Herbert Hoover spent the next 32 years of life in restless activity. Hoover traveled the world, wrote many articles and books, and remained an influence in the Republican Party. However, Hoover never found another role except as grumpy ex-president. Presidents Harry S. Truman (D-Missouri) and Dwight D. Eisenhower (R-Kansas) appointed Hoover to advisory commissions, then ignored.

Hoover exemplifies the problems presidential losers face. He was just popular enough to be a nuisance, but lacking any real influence. Hoover died at the Waldorf Astoria in Hotel New York City in 1964.

George H. W. Bush

Similarly to Martin Van Buren (D-New York), George H. W. Bush (R-Texas) was the heir to a popular president. In Bush’s case, it was Ronald Reagan (R-California).

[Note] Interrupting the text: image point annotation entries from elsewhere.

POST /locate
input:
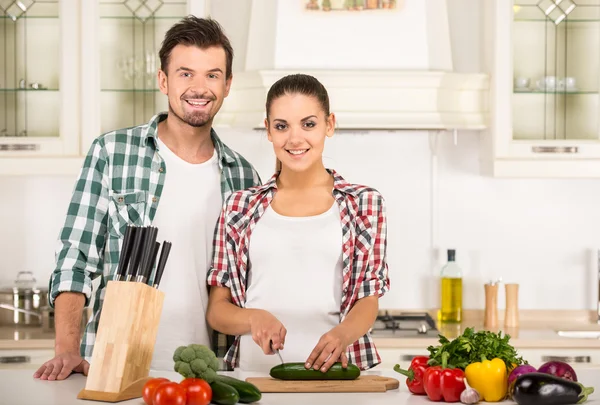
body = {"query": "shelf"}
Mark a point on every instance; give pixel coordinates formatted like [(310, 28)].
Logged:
[(31, 17), (130, 90), (580, 14), (30, 90), (566, 93), (132, 17)]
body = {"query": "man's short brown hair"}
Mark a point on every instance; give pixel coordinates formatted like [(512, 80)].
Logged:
[(201, 32)]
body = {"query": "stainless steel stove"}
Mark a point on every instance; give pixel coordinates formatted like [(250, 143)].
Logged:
[(404, 325)]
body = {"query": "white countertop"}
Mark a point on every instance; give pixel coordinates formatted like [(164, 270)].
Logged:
[(18, 387)]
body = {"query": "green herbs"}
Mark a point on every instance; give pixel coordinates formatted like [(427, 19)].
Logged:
[(472, 347)]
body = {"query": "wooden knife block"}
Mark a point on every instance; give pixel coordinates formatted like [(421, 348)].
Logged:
[(124, 344)]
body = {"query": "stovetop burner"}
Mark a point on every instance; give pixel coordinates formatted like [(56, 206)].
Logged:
[(404, 324)]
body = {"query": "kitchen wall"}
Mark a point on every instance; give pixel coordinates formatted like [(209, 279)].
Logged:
[(538, 233)]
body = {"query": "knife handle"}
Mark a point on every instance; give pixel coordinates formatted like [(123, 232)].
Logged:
[(164, 255), (130, 232), (148, 247), (150, 265), (136, 251)]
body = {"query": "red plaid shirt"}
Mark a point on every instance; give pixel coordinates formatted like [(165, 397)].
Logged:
[(364, 233)]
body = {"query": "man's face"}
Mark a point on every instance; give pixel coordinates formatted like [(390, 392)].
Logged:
[(195, 83)]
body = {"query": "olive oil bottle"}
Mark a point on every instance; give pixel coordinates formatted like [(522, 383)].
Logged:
[(451, 290)]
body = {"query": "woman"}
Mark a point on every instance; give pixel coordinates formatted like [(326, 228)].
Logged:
[(300, 261)]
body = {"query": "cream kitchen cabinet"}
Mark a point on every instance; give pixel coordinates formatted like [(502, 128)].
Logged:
[(578, 358), (390, 357), (71, 70), (543, 57), (24, 358)]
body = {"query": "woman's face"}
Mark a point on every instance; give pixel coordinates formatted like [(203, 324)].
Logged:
[(297, 127)]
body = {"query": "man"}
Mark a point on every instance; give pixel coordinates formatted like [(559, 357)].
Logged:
[(173, 173)]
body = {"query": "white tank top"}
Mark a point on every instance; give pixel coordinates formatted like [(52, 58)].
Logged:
[(295, 274), (186, 215)]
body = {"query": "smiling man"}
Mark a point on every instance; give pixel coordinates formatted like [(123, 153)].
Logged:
[(172, 173)]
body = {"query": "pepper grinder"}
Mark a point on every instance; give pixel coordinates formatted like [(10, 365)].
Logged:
[(511, 317), (490, 319)]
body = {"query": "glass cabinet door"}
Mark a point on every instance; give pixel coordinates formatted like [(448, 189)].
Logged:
[(130, 36), (556, 70), (38, 77)]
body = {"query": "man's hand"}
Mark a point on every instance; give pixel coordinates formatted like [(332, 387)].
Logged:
[(267, 331), (61, 366), (330, 349)]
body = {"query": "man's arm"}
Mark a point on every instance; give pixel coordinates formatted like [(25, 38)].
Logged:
[(68, 311)]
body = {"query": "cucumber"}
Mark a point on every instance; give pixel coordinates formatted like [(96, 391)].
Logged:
[(224, 394), (248, 392), (297, 371)]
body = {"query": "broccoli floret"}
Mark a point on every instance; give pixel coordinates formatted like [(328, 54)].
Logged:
[(177, 354), (185, 370), (196, 361), (209, 375), (198, 366)]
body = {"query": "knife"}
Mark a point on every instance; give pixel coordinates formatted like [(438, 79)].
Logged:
[(128, 238), (136, 252), (162, 262), (277, 351)]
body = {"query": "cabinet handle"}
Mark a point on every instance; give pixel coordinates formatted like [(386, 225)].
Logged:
[(555, 149), (15, 359), (568, 359), (19, 147)]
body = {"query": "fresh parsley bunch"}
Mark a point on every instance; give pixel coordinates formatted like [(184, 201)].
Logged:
[(472, 347)]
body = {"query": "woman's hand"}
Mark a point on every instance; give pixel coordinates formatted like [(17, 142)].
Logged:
[(267, 331), (330, 349)]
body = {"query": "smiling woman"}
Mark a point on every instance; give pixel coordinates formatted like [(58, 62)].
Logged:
[(305, 232)]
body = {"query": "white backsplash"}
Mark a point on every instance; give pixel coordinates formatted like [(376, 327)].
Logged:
[(541, 234)]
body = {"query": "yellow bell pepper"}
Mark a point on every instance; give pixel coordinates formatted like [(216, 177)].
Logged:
[(489, 378)]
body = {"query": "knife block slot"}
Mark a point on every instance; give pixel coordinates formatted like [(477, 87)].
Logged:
[(125, 340)]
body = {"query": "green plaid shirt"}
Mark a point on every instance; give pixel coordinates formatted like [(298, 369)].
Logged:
[(120, 183)]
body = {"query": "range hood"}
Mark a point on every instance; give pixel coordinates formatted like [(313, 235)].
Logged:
[(384, 68)]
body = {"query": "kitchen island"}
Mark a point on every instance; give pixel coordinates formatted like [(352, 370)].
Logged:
[(18, 387)]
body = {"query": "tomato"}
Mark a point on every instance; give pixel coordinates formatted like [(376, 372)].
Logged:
[(169, 393), (150, 387), (198, 391)]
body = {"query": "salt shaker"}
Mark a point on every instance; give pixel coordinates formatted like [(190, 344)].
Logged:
[(490, 320), (511, 317)]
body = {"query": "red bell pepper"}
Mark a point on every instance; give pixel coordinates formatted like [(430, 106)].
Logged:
[(414, 374), (444, 383)]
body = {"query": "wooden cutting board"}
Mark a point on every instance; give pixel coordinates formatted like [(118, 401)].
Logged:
[(366, 383)]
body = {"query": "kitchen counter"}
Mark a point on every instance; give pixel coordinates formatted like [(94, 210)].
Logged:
[(538, 330), (20, 388)]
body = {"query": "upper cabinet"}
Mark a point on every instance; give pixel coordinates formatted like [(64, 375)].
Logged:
[(39, 99), (121, 67), (71, 70), (544, 62)]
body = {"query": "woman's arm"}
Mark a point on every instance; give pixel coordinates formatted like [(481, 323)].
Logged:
[(332, 345), (375, 282), (222, 315)]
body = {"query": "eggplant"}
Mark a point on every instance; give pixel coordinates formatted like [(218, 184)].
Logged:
[(559, 369), (546, 389)]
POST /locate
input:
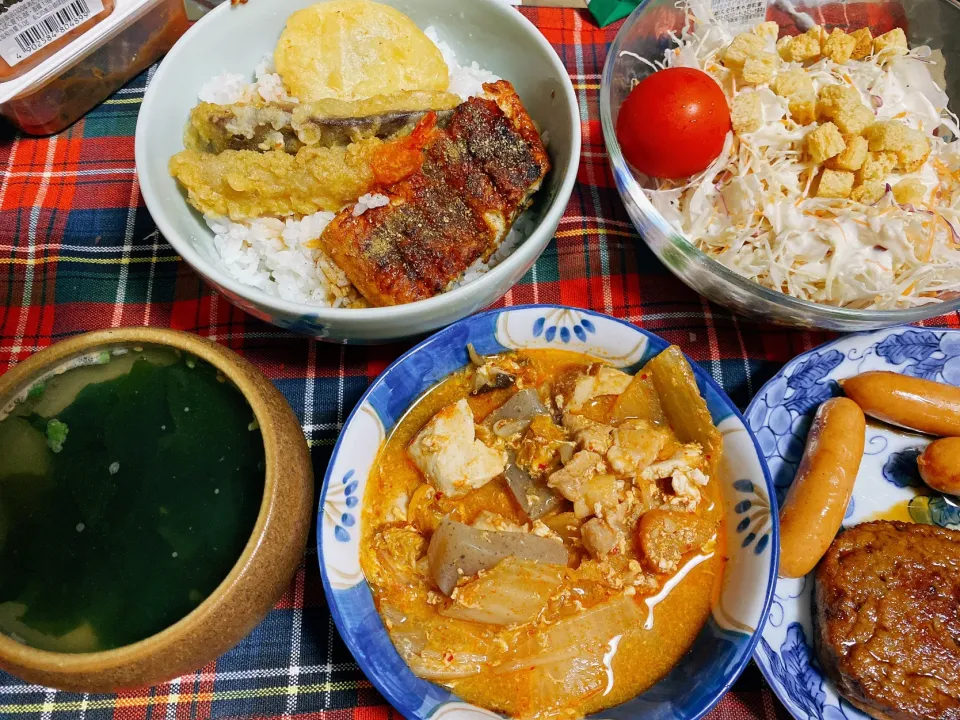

As with Van Buren, voters began reassessing many of the popular president’s policies and decided they didn’t like them after he left. In addition, Bush like Hoover saw the world change completely on his watch.

The Cold War ended, and the Soviet Union collapsed. However, voters credited Reagan not Bush for the Cold War victory. In addition, Bush’s victory in the 1991 Persian Gulf War was popular but not grand enough to change voters’ minds.

Additionally, the end of Communism allowed many voters to reconsider voting for Democrats. The fear that a Democrat could be soft on Communism was no longer an issue because Communism itself was no longer an issue. Thus the draft-dodger Bill Clinton (D-Arkansas) became a credible presidential candidate.

By 1992, voters had become tired of 12 years of Republican presidents. A lackluster economy and a new kind of Democrat (Clinton) made Bush the first presidential looser in 54 years.

George H. W. Bush retired gracefully and became a popular elder statesman and ex-president. Bush lived long enough to see his son George W. Bush (R-Texas) elected president twice. Bush was one of the few ex-presidents to embrace his role.

History shows that neither voters and public opinion are not kind to presidential losers who refuse to ride off into the sunset. I think Donald J. Trump (R-Florida) will have a tough time bucking those historical trends.